Atualmente, a UnDF tem 1.631 estudantes matriculados em 19 cursos de graduação e cerca de 900 ingressantes por ano. De acordo com a universidade, as unidades em funcionamento operam próximas do limite de capacidade, especialmente em relação a salas de aula e laboratórios.
A ocupação do campus de Ceilândia será gradual. A previsão é que os primeiros cursos comecem ainda neste semestre, incluindo enfermagem, letras, atuação cênica, gestão ambiental, psicologia, nutrição, entre outros. Na fase inicial, a expectativa é atender entre 500 e 600 estudantes.
O vice-reitor Sérgio Carreira afirmou que a escolha da região levou em conta a demanda e a localização. “A universidade foi criada com a missão de ser multicampi.
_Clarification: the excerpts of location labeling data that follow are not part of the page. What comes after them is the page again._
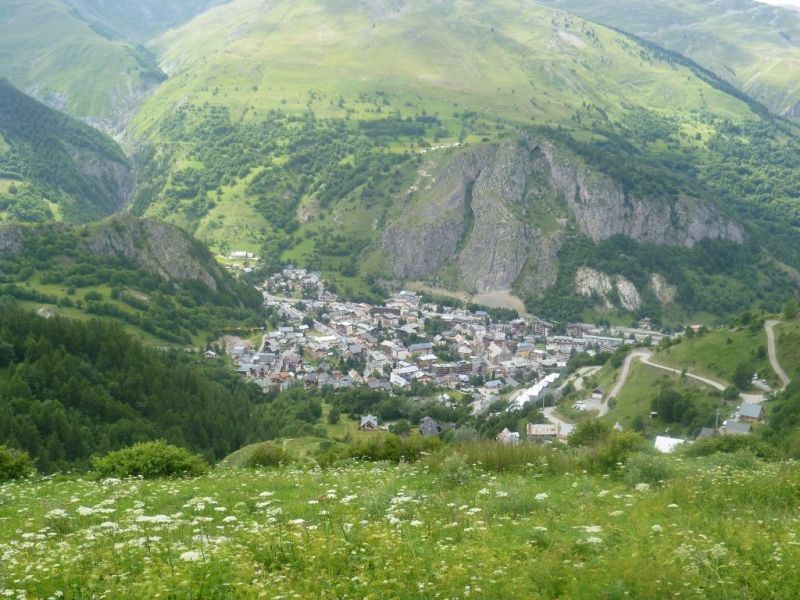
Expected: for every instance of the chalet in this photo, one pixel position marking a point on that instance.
(368, 423)
(736, 428)
(576, 330)
(751, 412)
(542, 328)
(508, 437)
(420, 348)
(429, 428)
(706, 432)
(666, 444)
(541, 432)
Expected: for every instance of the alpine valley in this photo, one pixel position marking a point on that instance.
(482, 149)
(464, 299)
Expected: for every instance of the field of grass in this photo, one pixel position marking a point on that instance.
(717, 528)
(745, 45)
(57, 56)
(717, 354)
(309, 54)
(634, 399)
(787, 343)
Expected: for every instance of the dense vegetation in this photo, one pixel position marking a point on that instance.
(70, 389)
(55, 266)
(56, 159)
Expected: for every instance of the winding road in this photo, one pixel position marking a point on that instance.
(646, 355)
(769, 326)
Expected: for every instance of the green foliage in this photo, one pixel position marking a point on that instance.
(648, 468)
(43, 147)
(268, 455)
(394, 448)
(150, 460)
(730, 444)
(590, 433)
(454, 471)
(76, 389)
(743, 375)
(59, 258)
(14, 464)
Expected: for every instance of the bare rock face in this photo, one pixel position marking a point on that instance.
(500, 211)
(157, 247)
(664, 291)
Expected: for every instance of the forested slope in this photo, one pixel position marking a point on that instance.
(53, 166)
(69, 389)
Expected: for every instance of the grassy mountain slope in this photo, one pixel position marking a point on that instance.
(754, 46)
(56, 164)
(71, 389)
(717, 524)
(509, 59)
(150, 276)
(323, 133)
(140, 21)
(57, 57)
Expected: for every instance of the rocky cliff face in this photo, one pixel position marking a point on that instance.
(157, 247)
(113, 178)
(499, 212)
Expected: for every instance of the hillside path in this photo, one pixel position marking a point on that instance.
(769, 326)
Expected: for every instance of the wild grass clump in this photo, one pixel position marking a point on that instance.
(648, 468)
(454, 471)
(14, 464)
(150, 460)
(730, 444)
(269, 455)
(493, 456)
(393, 448)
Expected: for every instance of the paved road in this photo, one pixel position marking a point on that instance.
(564, 427)
(773, 353)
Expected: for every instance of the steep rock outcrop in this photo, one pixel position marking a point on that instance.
(499, 211)
(590, 282)
(157, 247)
(602, 209)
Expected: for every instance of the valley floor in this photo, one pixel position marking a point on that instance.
(723, 527)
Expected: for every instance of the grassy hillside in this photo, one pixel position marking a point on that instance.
(55, 56)
(754, 46)
(716, 527)
(152, 278)
(71, 389)
(718, 353)
(301, 129)
(52, 166)
(141, 21)
(639, 398)
(509, 60)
Com a chegada a Ceilândia, ampliamos a capacidade de atendimento”, declarou.
Estudantes pedem suspensão de transferência
Apesar da expansão, estudantes da UnDF criticam a transferência de cursos do Campus Norte, localizado no Lago Norte próximo ao shopping Iguatemi, para um prédio alugado do Centro Universitário IESB, também em Ceilândia.
Bárbara Oliveira, representante do Diretório Central Acadêmico da Universidade do Distrito Federal, a comunidade não é contrária à criação do novo campus, mas questiona a retirada de cursos já existentes.
“Não somos contra a criação de um campus em Ceilândia. Pelo contrário, defendemos a expansão da universidade. O problema é retirar cursos do Campus Norte e obrigar alunos que já estão matriculados a mudar completamente sua rotina”, afirmou.
Outro ponto que gera preocupação é o contrato de aluguel do espaço, estimado em mais de R$ 110 milhões por cinco anos. Os estudantes apontam falta de clareza sobre o futuro da universidade após o término do acordo.
Levantamento do Diretório Central Acadêmico (DCA) indica risco de evasão. Em algumas turmas consultadas, até metade dos alunos afirmou que poderia abandonar o curso diante das dificuldades de deslocamento e do aumento de custos.
Outro ponto levantado é o uso do orçamento da universidade para o pagamento do aluguel. Segundo representantes estudantis, os recursos são os mesmos que financiam políticas de permanência, como bolsas e auxílios. “A preocupação é que recursos fundamentais para a permanência estudantil estejam sendo direcionados para pagar aluguel de um prédio privado”, disse.